L'Ofcom, l'autorité britannique de régulation des communications, a lancé une enquête sur la plateforme de médias sociaux X d'Elon Musk, anciennement connue sous le nom de Twitter, suite à des préoccupations concernant la prolifération de deepfakes sexuellement explicites générés par Grok, le chatbot d'intelligence artificielle de X. L'enquête, annoncée mercredi, porte sur la question de savoir si X a suffisamment protégé ses utilisateurs, en particulier les enfants, contre les contenus préjudiciables générés par l'outil d'IA.
L'enquête examinera la conformité de X à la loi sur la sécurité en ligne (Online Safety Act), qui impose aux plateformes un devoir de diligence légal pour protéger les utilisateurs contre les contenus illégaux et préjudiciables. L'Ofcom évaluera spécifiquement l'efficacité des systèmes et des processus de X pour identifier et supprimer les deepfakes sexuels générés par l'IA, ainsi que ses mesures visant à empêcher les utilisateurs d'être exposés à de tels contenus.
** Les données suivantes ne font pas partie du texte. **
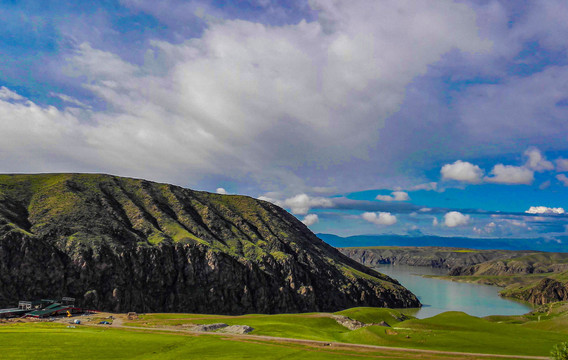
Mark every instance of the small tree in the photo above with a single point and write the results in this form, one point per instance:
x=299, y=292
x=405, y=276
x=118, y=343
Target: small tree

Les deepfakes, un mot-valise combinant "deep learning" (apprentissage profond) et "fake" (faux), sont des médias synthétiques dans lesquels une personne figurant dans une image ou une vidéo existante est remplacée par la ressemblance d'une autre personne. Cette technologie, alimentée par des algorithmes d'IA sophistiqués, peut être utilisée pour créer un contenu réaliste mais entièrement fabriqué. Bien que les deepfakes aient diverses applications potentielles, notamment dans le divertissement et l'éducation, ils présentent également des risques importants, en particulier lorsqu'ils sont utilisés pour créer de la pornographie non consensuelle ou pour diffuser de la désinformation. La relative facilité avec laquelle des deepfakes convaincants peuvent désormais être créés et diffusés suscite de vives inquiétudes quant à leur potentiel de nuisance pour les individus et la société.
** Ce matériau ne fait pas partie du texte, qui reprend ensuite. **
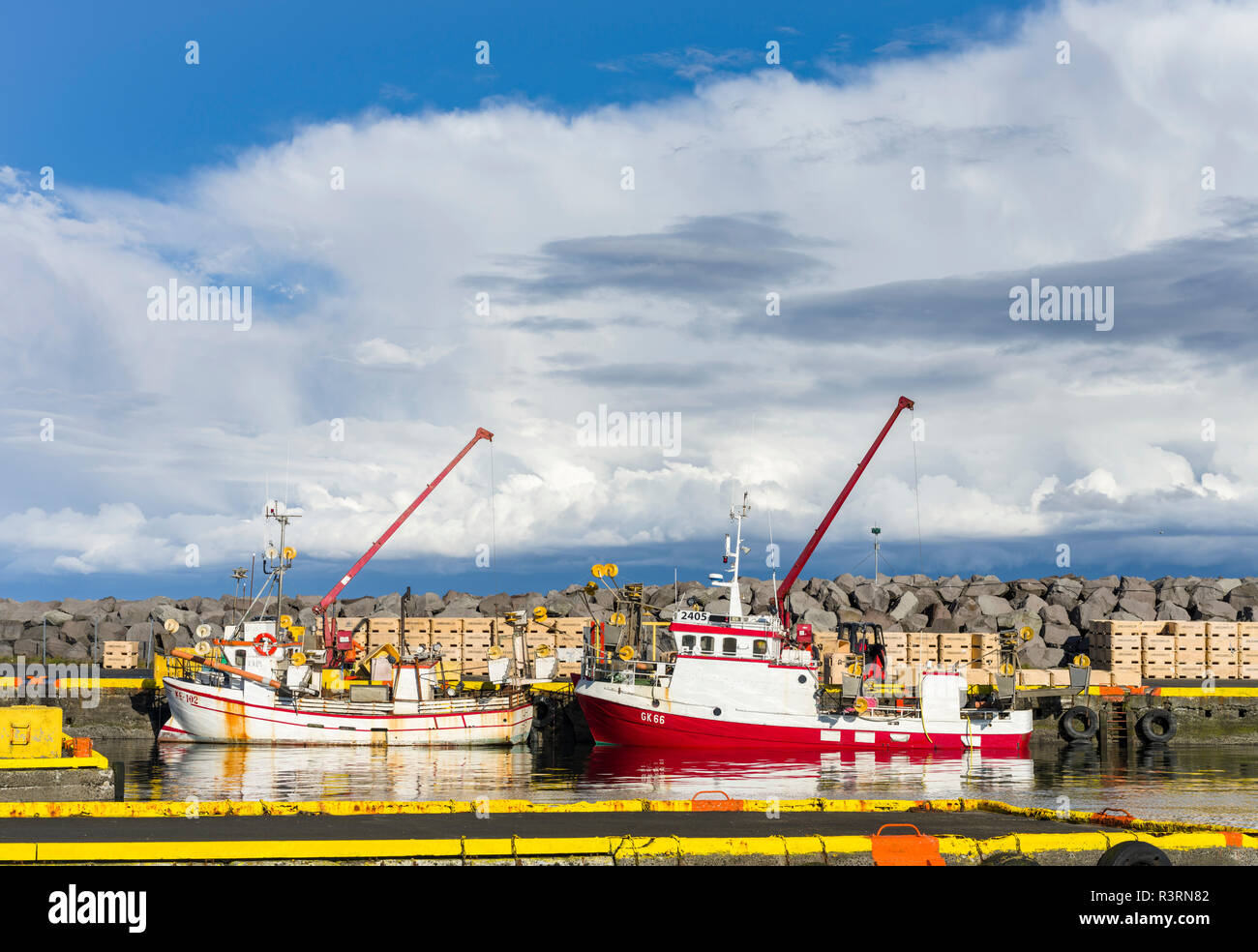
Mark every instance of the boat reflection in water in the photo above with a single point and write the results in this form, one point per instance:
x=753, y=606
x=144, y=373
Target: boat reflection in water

"La protection des enfants en ligne est non négociable, et la loi sur la sécurité en ligne nous donne les outils nécessaires pour demander des comptes aux plateformes", a déclaré un porte-parole de l'Ofcom dans un communiqué. "Nous enquêtons sur X pour nous assurer qu'ils prennent les mesures nécessaires pour empêcher la diffusion de contenus préjudiciables générés par l'IA."
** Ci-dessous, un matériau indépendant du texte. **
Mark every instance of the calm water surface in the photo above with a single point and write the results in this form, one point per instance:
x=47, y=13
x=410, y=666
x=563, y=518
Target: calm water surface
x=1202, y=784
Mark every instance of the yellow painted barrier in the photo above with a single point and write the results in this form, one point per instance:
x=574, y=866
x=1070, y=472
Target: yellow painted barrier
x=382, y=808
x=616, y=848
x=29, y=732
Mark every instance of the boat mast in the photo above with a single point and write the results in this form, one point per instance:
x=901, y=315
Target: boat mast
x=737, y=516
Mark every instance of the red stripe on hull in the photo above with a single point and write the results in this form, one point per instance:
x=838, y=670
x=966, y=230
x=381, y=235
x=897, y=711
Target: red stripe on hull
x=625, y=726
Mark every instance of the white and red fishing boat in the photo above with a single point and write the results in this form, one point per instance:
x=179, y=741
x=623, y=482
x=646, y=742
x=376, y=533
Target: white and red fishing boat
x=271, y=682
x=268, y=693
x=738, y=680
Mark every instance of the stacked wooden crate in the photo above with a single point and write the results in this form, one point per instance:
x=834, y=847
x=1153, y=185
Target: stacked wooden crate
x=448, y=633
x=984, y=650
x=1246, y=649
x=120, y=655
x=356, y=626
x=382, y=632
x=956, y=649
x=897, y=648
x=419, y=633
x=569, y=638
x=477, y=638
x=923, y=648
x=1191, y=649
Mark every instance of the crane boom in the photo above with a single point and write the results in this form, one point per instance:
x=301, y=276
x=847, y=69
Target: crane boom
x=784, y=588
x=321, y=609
X n'a pas encore publié de déclaration officielle concernant l'enquête de l'Ofcom. Cependant, Elon Musk a précédemment déclaré que X s'engageait à lutter contre la diffusion de contenus préjudiciables sur sa plateforme et qu'il travaillait activement à l'amélioration de ses systèmes de modération de contenu.
Cette enquête intervient dans un contexte de surveillance mondiale croissante des préjudices potentiels associés aux contenus générés par l'IA. Les gouvernements et les organismes de réglementation du monde entier s'efforcent de réglementer cette technologie en évolution rapide tout en favorisant l'innovation. L'Union européenne, par exemple, finalise sa loi sur l'IA (AI Act), qui établira un cadre juridique complet pour le développement et le déploiement de l'IA.
L'issue de l'enquête de l'Ofcom pourrait avoir des implications importantes pour X et les autres plateformes de médias sociaux qui intègrent de plus en plus l'IA dans leurs services. Si l'Ofcom constate que X n'a pas suffisamment protégé ses utilisateurs contre les contenus préjudiciables générés par l'IA, l'entreprise pourrait se voir infliger de lourdes amendes et être tenue de mettre en œuvre des mesures de modération de contenu plus strictes. L'enquête est en cours et l'Ofcom devrait fournir une mise à jour de ses conclusions dans les prochains mois.